Support » Fixing WordPress » 500 Error After Moving WordPress

  • Resolved DavidB722

    (@davidb722)


    I’m working with a WordPress site that exists on both a staging and a development server. On the dev server, I updated WordPress and multiple plugins, confirmed everything was working smoothly, and then committed the changes to dedicated git branch. I then merged the branches in git. On the staging server, I duplicated all database-related work (creating pages, menus, etc.), and moved the file structure over via git. So, nothing in the database moved. .htaccess was in the .gitignore file, and so it did not move with the rest (the staging server had it’s own), as was the wp-conifg file. Upon loading the page after the git pull, I received a 500 error. This remained for approximately five minutes, and then the site seemingly recovered itself and began working. No cache plugins are currently running, and no caches are on the server installations.

    I can confirm that the site was running without issue on both staging and dev servers prior to the git pull (and after db-related changes).

    Anyone else ever experience this?

Viewing 3 replies - 1 through 3 (of 3 total)
  • server 500 errors happen for a variety of reasons but normally its either your code not having the correct permission to run.. which is often seen in perl scripts.. or a misconfiguration of your resources.

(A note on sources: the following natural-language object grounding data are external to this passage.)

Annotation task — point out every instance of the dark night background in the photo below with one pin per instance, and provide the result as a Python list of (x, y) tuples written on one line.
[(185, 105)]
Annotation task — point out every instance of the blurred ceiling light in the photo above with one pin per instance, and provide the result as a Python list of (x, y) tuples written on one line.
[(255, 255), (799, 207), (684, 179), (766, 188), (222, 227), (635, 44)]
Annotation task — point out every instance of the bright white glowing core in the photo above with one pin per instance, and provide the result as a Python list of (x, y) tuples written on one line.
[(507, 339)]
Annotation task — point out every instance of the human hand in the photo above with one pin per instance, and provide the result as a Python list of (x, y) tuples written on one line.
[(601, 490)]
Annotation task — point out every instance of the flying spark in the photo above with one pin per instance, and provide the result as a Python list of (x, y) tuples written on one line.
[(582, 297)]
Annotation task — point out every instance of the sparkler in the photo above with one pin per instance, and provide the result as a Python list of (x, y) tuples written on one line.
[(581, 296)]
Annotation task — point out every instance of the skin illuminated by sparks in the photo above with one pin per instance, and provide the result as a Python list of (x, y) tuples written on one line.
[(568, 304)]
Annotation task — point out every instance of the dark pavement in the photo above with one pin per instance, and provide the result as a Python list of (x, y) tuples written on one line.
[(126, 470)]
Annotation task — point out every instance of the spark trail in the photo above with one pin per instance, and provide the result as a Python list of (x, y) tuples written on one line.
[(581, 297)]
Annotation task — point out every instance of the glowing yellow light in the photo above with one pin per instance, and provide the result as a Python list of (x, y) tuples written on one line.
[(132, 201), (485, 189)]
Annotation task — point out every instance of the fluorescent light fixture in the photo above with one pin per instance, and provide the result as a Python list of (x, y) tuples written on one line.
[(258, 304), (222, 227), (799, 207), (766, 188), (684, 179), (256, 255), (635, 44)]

    it can also happen on servers that are extremely overloaded such as oversold shared hosting.

    remember to test by viewing files that do not need cgi / db resources.. view images or text files in your install directory..

    If you can’t get to them then you know there is a problem.

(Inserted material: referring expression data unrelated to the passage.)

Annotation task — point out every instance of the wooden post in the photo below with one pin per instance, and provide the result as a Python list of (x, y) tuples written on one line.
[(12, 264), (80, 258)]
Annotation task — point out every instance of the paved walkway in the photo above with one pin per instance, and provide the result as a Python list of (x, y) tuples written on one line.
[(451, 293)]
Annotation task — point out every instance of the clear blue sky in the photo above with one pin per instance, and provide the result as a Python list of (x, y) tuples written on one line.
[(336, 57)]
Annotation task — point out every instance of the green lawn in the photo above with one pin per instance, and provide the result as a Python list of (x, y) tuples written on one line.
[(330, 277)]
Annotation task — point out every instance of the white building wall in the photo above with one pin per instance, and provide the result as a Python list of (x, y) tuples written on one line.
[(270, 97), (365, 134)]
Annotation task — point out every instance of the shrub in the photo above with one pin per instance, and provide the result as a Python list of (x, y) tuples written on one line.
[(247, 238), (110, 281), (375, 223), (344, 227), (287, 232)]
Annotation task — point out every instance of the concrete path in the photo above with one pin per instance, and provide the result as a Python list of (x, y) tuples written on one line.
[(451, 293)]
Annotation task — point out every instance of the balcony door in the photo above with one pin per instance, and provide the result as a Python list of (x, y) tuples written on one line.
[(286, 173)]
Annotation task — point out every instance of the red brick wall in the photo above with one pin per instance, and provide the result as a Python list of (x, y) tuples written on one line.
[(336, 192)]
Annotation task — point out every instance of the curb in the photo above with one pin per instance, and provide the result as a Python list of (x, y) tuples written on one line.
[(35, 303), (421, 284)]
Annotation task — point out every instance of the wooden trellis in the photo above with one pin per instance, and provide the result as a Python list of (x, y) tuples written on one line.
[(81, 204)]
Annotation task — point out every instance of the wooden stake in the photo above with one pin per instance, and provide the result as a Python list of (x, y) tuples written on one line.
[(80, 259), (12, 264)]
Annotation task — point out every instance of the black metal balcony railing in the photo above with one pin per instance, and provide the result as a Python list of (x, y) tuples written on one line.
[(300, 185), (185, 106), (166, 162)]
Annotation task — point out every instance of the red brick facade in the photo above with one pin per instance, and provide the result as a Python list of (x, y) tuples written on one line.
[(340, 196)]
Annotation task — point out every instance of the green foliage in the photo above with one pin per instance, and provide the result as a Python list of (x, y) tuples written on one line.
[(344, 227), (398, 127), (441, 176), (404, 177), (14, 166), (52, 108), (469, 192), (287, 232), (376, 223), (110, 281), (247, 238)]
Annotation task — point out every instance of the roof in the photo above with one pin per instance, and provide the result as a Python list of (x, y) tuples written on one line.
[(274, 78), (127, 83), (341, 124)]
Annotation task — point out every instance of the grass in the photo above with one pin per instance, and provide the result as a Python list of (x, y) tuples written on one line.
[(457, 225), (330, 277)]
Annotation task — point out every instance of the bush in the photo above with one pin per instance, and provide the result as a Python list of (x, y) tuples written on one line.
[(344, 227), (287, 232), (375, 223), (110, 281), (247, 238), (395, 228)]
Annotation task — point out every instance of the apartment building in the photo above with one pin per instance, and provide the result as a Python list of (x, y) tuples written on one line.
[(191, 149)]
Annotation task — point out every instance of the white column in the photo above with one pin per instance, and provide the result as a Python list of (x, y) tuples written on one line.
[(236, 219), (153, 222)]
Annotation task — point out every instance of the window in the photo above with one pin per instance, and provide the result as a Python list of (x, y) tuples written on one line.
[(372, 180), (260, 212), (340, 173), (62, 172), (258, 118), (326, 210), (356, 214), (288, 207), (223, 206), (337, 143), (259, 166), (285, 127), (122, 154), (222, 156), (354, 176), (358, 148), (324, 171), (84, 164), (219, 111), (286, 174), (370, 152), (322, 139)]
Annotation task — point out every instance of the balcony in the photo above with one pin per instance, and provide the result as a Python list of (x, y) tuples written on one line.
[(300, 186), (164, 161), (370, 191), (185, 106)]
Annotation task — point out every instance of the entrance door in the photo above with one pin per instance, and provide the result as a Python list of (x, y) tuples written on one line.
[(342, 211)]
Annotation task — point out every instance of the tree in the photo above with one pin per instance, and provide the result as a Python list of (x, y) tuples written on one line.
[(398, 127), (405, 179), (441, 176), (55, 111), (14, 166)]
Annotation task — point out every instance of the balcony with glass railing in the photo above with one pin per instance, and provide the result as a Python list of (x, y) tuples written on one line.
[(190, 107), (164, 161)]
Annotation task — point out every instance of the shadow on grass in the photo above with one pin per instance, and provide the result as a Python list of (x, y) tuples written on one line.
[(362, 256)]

    If you are lucky you might have some log information but don’t count on it.

    I have never worked with such complex things, but usually 500 error comes when there is something wrong with permission of files or folders.

    Thread Starter DavidB722

    (@davidb722)

    Thanks for comments, all. It was a file permissions issue, due in part to the fact that I had to update WordPress and several plugins manually due to the dev server configuration. When I moved the site via Git, all of these updates were applied simultaneously, resulting in conflicts and subsequent permissions issues, particularly in index.php. A simple chmod command to change index.php to 644 resolved the issue.